Lewis Andrew, Tang Yiqing, Brocchini Steve, Choi Ji-Won, Godwin Antony
Biocompatibles UK Ltd, Weydon Lane, Farnham, Surrey, United Kingdom.
Bioconjug Chem. 2008 Nov 19;19(11):2144-55. doi: 10.1021/bc800242t.

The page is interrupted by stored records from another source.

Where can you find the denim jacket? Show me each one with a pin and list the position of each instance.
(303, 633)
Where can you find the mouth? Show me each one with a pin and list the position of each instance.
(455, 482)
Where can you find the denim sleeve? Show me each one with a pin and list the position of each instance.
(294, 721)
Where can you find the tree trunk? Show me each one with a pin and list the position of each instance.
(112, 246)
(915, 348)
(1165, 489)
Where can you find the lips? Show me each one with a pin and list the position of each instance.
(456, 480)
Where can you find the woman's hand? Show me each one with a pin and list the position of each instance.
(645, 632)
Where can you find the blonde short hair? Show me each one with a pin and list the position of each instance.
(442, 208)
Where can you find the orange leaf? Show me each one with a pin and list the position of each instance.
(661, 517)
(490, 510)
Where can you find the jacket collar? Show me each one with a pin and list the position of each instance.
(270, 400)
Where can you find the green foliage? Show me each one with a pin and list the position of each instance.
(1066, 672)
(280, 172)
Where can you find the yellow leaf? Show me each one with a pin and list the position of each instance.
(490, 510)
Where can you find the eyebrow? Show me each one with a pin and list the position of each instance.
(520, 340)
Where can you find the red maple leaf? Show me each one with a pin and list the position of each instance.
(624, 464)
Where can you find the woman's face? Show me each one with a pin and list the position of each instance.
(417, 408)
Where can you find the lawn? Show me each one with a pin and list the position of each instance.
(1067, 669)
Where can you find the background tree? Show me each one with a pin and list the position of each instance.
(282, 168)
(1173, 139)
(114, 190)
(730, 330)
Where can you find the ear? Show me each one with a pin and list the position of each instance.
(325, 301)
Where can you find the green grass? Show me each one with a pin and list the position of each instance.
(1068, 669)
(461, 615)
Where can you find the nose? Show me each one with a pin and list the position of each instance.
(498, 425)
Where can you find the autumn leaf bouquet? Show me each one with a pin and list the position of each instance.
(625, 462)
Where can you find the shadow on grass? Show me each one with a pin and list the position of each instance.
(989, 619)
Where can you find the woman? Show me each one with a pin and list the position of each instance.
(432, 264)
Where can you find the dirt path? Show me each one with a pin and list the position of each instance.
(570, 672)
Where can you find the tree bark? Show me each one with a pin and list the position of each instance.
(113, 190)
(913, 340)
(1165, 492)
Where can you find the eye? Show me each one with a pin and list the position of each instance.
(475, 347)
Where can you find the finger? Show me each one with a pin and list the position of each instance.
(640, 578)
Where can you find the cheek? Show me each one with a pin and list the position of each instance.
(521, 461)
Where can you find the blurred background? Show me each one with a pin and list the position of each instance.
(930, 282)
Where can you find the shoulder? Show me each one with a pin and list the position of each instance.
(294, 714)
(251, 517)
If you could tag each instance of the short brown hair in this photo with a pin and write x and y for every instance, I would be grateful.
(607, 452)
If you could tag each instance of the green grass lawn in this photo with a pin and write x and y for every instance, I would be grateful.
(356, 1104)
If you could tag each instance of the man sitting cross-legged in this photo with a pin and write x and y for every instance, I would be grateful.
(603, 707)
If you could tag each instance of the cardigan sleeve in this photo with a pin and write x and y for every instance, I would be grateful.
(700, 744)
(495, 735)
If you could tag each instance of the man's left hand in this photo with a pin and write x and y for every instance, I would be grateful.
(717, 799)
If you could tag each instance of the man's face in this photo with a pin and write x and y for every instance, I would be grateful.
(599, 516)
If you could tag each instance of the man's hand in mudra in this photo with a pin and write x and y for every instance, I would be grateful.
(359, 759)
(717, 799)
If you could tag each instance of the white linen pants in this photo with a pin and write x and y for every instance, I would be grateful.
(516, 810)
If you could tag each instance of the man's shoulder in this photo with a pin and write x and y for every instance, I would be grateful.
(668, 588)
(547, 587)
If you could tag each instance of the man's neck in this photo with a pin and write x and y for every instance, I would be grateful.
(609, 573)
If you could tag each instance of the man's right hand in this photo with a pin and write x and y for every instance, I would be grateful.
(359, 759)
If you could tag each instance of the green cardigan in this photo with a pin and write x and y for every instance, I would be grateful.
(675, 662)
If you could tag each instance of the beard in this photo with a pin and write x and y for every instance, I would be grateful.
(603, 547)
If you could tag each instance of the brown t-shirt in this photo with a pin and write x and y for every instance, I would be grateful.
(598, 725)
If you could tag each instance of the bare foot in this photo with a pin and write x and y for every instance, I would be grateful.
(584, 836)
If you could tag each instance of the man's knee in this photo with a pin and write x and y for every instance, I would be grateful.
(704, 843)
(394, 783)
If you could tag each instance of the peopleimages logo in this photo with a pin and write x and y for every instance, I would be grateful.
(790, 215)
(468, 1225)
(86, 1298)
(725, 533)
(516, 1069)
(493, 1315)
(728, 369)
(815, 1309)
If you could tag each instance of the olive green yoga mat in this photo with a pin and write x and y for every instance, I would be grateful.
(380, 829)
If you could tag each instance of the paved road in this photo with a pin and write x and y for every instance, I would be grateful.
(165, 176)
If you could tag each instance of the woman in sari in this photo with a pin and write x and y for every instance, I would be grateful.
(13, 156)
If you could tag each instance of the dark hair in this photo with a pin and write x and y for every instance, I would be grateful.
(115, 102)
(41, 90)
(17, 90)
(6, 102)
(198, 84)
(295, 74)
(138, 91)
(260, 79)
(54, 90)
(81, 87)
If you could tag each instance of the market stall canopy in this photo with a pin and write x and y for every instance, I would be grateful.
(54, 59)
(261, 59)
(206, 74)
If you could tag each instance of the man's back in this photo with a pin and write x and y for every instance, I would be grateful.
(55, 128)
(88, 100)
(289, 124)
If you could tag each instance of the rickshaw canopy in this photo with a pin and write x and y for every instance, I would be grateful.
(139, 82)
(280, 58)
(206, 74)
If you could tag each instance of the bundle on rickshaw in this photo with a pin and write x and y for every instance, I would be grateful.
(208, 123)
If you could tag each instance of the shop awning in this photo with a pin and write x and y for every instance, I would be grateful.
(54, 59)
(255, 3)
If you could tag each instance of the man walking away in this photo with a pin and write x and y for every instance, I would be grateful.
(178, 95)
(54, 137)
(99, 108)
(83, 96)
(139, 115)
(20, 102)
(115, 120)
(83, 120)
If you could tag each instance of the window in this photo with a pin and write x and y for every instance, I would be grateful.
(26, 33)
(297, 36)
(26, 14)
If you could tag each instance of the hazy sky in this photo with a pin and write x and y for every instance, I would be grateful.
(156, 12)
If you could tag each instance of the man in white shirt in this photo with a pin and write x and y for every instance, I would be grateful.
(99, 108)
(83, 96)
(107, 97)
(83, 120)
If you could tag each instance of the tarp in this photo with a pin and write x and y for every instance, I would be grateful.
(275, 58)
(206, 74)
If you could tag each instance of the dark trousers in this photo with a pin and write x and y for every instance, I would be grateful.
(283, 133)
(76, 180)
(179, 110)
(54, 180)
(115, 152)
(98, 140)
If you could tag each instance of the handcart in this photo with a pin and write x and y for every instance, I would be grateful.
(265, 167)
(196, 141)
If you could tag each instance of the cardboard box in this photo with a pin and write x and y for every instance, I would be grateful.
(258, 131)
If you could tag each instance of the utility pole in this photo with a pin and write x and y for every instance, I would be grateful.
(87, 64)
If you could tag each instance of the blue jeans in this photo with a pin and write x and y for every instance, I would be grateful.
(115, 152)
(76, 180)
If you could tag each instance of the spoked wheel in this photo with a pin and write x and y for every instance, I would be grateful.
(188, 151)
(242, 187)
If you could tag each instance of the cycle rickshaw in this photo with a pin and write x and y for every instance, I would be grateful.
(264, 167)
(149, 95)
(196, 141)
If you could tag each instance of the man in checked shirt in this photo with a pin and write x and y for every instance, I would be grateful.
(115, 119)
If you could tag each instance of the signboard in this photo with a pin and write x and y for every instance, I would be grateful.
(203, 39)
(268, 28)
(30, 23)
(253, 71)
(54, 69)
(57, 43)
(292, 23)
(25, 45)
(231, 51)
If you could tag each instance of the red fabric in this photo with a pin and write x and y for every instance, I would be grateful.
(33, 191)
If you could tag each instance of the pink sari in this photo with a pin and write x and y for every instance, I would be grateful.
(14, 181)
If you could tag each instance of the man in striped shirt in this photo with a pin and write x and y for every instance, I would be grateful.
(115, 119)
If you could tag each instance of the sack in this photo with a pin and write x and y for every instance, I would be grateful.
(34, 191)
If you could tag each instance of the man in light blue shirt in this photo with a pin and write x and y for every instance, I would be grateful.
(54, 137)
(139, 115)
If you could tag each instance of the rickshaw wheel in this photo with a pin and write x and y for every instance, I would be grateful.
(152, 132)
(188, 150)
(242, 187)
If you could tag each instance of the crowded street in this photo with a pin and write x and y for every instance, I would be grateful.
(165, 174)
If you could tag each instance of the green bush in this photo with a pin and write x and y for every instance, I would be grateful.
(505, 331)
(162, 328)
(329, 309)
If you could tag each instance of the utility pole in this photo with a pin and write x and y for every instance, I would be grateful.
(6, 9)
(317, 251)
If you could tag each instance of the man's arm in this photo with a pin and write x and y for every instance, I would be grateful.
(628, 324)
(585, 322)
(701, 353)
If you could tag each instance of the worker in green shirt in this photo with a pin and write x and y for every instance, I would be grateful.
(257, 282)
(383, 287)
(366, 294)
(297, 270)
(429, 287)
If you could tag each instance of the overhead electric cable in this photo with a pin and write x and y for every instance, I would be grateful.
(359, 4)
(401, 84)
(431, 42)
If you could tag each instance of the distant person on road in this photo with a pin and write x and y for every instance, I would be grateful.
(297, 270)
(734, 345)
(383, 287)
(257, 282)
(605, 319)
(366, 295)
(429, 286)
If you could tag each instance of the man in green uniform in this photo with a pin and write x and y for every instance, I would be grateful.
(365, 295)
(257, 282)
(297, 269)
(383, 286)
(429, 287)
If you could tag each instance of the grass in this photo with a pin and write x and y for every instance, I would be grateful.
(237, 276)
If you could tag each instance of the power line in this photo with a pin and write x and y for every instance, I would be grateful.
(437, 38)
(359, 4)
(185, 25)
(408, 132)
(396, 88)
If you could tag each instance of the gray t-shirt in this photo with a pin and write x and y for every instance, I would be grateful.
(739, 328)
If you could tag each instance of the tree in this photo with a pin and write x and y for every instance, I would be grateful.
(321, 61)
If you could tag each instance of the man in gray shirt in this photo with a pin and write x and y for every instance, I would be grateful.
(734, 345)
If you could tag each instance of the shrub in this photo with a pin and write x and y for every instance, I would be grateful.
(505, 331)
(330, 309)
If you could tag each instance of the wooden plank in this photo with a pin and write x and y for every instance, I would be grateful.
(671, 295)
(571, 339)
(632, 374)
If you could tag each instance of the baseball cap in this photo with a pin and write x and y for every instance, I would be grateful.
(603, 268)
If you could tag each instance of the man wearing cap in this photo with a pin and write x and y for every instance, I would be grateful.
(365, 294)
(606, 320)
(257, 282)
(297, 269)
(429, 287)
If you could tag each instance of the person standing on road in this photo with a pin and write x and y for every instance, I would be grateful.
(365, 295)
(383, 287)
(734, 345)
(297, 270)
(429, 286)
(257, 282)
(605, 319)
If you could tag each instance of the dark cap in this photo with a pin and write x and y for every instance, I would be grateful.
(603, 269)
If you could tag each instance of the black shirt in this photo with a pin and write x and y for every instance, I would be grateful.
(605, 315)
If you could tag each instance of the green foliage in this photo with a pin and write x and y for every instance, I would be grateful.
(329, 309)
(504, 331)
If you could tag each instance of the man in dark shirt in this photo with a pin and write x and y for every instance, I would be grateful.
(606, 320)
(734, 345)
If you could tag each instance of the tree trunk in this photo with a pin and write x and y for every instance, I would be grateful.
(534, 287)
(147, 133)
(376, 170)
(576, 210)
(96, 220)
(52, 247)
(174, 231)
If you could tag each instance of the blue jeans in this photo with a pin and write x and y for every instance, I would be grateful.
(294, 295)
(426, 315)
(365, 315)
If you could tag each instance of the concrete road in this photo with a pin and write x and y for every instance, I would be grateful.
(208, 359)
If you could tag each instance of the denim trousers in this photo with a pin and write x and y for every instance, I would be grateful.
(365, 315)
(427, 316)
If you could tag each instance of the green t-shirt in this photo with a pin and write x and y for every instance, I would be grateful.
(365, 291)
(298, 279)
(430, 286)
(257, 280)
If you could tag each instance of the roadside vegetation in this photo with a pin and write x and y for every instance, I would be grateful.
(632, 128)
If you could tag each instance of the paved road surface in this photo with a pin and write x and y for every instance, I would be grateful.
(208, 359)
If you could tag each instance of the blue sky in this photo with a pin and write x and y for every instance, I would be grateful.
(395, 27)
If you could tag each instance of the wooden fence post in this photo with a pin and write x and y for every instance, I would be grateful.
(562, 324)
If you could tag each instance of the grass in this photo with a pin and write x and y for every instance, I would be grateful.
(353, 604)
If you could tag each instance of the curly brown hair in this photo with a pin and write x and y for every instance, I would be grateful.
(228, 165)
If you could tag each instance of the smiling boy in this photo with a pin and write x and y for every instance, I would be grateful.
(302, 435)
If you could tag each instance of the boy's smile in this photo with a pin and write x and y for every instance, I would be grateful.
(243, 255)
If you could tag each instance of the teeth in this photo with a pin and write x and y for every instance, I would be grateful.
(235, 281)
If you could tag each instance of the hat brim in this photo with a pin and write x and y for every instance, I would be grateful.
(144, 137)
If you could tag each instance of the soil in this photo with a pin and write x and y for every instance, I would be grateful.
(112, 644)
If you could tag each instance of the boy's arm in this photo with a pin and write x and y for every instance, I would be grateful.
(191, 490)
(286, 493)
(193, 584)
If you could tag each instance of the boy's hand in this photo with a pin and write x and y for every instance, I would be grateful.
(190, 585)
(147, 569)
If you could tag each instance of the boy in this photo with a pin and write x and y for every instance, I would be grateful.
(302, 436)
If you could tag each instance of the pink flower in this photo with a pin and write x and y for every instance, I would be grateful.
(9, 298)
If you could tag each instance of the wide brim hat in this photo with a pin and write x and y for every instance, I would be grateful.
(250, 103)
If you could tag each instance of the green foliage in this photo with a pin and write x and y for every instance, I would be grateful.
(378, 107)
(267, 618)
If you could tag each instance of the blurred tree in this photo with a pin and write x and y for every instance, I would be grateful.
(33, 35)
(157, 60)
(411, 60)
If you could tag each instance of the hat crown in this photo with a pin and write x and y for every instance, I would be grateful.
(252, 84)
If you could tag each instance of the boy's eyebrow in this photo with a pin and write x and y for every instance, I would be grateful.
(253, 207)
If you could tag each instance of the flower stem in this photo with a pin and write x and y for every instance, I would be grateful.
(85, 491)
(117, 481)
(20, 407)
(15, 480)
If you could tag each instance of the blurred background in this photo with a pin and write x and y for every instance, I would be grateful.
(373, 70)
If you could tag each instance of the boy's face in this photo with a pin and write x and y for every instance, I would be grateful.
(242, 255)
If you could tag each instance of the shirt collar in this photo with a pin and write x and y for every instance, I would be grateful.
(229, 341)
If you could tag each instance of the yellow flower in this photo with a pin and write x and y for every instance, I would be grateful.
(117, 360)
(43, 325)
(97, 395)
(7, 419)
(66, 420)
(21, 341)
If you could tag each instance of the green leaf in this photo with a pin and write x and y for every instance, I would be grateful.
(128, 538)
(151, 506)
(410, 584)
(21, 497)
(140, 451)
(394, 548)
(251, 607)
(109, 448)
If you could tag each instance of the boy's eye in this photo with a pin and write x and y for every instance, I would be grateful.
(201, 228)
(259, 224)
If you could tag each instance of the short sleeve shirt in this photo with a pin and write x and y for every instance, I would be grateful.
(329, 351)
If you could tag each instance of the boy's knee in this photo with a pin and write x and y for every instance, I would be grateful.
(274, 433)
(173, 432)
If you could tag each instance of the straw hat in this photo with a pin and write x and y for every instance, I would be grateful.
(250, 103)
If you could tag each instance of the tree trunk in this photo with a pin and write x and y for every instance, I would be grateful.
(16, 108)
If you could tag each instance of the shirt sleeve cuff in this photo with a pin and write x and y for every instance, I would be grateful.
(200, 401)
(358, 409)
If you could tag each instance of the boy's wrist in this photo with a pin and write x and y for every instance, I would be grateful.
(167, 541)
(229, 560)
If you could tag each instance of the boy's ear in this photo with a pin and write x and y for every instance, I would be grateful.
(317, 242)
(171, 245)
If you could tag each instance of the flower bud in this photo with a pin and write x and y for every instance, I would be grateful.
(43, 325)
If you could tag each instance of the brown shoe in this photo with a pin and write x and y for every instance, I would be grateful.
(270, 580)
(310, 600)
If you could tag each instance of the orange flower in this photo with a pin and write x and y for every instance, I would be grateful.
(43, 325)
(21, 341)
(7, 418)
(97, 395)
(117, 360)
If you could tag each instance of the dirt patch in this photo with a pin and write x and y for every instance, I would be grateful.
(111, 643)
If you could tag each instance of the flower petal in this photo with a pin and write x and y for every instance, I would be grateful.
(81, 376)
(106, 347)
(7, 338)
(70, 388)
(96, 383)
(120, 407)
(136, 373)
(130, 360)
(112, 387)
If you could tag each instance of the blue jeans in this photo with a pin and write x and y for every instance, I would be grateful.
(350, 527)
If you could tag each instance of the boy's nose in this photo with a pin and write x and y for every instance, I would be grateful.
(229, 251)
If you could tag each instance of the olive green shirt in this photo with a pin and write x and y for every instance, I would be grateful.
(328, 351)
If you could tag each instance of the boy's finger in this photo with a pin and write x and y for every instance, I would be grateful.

The water-soluble, biocompatible polymer poly(2-methacryloyloxyethyl phosphorylcholine) (PMPC) was evaluated for protein conjugation. PMPC is a zwitterionic polymer that is able to form a more compact conformation in aqueous solution than poly(ethylene glycol) (PEG). While a terminally functionalized N-hydroxysuccinimide derivative of PMPC was not efficient for conjugation to an amine moiety on interferon-alpha2a (IFN), we found that a bis-thiol specific derivative of PMPC could be conjugated after reduction of the disulfide bonds in IFN. Utilizing PMPC that displayed a similar hydrodynamic volume to 20 kDa PEG, we evaluated the in vitro antiviral and antiproliferative activity and pharmacokinetics of a PMPC-IFN conjugate. As a hygroscopic zwitterionic polymer, PMPC is able to form a compact conformation in aqueous solution, which was found to be more compact than PEG. This suggests that PMPC protein conjugates may display different plasma elimination characteristics than PEG protein conjugates. PMPC-IFN displayed marked resistance to antibody binding in Western blot analysis with a polyclonal anti-IFN antibody while displaying comparable in vitro antiviral and antiproliferative activity to PEG-IFN. During an in vivo pharmacokinetic study, the absorption t(1/2) for PMPC-IFN was considerably extended compared to the native IFN and 20 kDa PEG analogue. This is also consistent with the SDS-PAGE result where an apparent reduction in mobility through a hydrated medium was observed. The elimination t(1/2) was also vastly extended over the native IFN and twice the value of 20 kDa PEG-IFN. This suggests that tissue migration of PMPC-IFN occurs more slowly than the 20 kDa PEG-IFN despite their similarity in hydrodynamic volume, leading to an an improved depot effect, which could explain the longer elimination t(1/2). In this study, we demonstrate a potential use of PMPCylation as a novel tool for enhancing the pharmacokinetic profile of therapeutic proteins in ways that complement PEGylation.
对水溶性生物相容性聚合物聚(2-甲基丙烯酰氧基乙基磷酰胆碱)(PMPC)进行了蛋白质缀合评估。PMPC是一种两性离子聚合物,在水溶液中能够形成比聚乙二醇(PEG)更紧密的构象。虽然PMPC的末端功能化N-羟基琥珀酰亚胺衍生物与α2a干扰素(IFN)上的胺部分缀合效率不高,但我们发现PMPC的双硫醇特异性衍生物在IFN中的二硫键还原后可以缀合。利用与20 kDa PEG具有相似流体力学体积的PMPC,我们评估了PMPC-IFN缀合物的体外抗病毒和抗增殖活性以及药代动力学。作为一种吸湿性两性离子聚合物,PMPC能够在水溶液中形成紧密的构象,并发现其比PEG更紧密。这表明PMPC蛋白质缀合物可能表现出与PEG蛋白质缀合物不同的血浆消除特征。在使用多克隆抗IFN抗体的蛋白质印迹分析中,PMPC-IFN对抗体结合表现出显著抗性,同时其体外抗病毒和抗增殖活性与PEG-IFN相当。在体内药代动力学研究中,与天然IFN和20 kDa PEG类似物相比,PMPC-IFN的吸收半衰期(t(1/2))显著延长。这也与SDS-PAGE结果一致,在该结果中观察到通过水合介质的迁移率明显降低。消除半衰期也比天然IFN大大延长,是20 kDa PEG-IFN值的两倍。这表明尽管PMPC-IFN与20 kDa PEG-IFN的流体力学体积相似,但其在组织中的迁移比20 kDa PEG-IFN更慢,从而导致改善的储库效应,这可以解释更长的消除半衰期(t(½))。在本研究中,我们证明了PMPC化作为一种新型工具的潜在用途,可通过补充聚乙二醇化的方式来增强治疗性蛋白质的药代动力学特征。